小野 不由美(著)
才国にある宝重、華胥華朶。それは国のあるべき姿を夢で見せてくれるという。
采麟はわずか8歳の少女であり、新たに王に登極した砥尚の華胥の夢を見せてあげようという言葉を信じていた。
だがわずか20余年で砥尚の王朝は崩壊を始めていた。
それと共に才麒は不調に襲われる。
王が道を失ったがための病、失道であった。そこへ大きな問題が生じる。
王の父が何者かによって殺害され、王弟が失踪するという事件が起きた。
果たしてこれは誰かの陰謀であろうか、事の真相は...
才国の王朝の最後を描いた表題の「華胥」をはじめ、戴国の驍宗と戴麟が行方不明になる以前を描いた「冬栄」、芳国で前王、仲韃を討った月渓、そして景国王に登極して4年後の陽子と雁の大学へ入った楽俊を描いた「書簡」。
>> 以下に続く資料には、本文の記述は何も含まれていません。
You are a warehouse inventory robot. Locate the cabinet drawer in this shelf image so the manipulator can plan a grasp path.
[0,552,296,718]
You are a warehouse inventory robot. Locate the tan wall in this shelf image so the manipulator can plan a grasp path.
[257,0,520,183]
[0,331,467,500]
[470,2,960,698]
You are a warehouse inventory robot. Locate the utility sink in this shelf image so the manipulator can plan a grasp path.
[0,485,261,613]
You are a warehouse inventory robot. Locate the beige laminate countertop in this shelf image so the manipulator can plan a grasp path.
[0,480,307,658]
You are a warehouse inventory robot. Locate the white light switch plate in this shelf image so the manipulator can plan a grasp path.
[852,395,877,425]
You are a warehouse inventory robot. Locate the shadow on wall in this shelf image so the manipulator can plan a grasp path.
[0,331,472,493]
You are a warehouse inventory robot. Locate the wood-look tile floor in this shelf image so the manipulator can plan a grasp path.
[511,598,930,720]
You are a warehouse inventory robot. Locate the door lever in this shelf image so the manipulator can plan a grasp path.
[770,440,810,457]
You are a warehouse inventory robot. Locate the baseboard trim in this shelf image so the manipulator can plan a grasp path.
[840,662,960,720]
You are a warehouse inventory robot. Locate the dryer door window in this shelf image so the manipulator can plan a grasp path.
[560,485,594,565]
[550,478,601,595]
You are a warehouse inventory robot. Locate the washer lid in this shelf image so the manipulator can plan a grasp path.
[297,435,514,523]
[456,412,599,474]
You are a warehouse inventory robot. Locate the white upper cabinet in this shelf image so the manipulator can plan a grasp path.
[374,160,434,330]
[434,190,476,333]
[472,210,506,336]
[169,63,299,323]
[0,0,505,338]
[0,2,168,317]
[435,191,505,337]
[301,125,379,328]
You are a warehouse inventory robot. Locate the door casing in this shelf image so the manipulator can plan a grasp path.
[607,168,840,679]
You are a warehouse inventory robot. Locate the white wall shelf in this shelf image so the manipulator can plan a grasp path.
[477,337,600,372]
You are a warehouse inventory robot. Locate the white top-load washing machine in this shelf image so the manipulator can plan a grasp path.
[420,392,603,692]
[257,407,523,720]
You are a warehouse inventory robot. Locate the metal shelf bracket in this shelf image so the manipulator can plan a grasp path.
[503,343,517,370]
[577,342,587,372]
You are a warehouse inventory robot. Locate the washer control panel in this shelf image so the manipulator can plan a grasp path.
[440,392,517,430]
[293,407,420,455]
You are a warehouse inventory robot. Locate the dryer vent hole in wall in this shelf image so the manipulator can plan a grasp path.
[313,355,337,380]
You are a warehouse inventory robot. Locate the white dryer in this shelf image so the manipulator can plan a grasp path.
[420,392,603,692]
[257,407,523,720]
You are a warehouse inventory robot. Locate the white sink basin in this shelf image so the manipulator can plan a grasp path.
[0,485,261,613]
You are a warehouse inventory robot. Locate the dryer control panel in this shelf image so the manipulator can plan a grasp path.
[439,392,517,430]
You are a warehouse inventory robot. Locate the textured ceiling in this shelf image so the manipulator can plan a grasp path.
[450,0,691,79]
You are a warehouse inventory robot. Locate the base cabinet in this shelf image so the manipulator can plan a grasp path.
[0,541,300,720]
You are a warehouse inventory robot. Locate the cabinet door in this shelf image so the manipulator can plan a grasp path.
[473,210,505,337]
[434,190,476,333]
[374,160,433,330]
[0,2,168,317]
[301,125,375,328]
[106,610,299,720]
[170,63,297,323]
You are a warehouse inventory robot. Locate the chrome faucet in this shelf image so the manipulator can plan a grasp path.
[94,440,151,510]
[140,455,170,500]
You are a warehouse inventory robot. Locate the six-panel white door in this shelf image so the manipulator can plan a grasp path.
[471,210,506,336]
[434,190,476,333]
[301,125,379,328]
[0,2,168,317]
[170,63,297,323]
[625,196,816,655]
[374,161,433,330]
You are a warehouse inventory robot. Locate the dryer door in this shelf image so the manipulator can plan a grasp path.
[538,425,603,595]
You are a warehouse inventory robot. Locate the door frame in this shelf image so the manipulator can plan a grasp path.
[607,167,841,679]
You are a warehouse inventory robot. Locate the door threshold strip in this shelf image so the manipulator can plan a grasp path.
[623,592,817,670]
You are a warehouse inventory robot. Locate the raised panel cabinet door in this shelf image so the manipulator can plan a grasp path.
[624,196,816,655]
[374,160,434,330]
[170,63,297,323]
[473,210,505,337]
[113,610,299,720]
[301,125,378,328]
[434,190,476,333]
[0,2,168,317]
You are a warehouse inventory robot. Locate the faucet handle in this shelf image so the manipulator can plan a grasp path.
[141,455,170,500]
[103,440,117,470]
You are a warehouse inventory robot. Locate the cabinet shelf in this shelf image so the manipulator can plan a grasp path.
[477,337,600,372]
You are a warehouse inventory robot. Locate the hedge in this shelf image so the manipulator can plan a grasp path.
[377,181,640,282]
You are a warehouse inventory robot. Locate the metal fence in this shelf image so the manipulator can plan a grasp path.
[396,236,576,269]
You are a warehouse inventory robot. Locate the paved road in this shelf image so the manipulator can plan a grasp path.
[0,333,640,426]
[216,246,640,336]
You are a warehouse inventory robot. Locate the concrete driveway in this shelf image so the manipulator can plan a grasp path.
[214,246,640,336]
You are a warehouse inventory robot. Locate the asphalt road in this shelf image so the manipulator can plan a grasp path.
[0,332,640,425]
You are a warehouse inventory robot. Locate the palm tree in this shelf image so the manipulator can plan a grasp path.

600年以上王朝が続く宗国の太子であり、世界中を巡っている利広を描いた「帰山」の5話からなる短編集である。
十二国記を読んでいると、その後の続きがどうなったのか、それ以前はどうだったのかと気になる事が多いが「華胥」以外の作品はそんな思いにこたえてくれたかのような作品である。
とくに陽子に関しては気になっていたため、短編で読めたのは嬉しい。
他にもまだ出てない国もあるので、いつか読めるのを願うばかりだ。
長編にも負けぬ面白い作品である。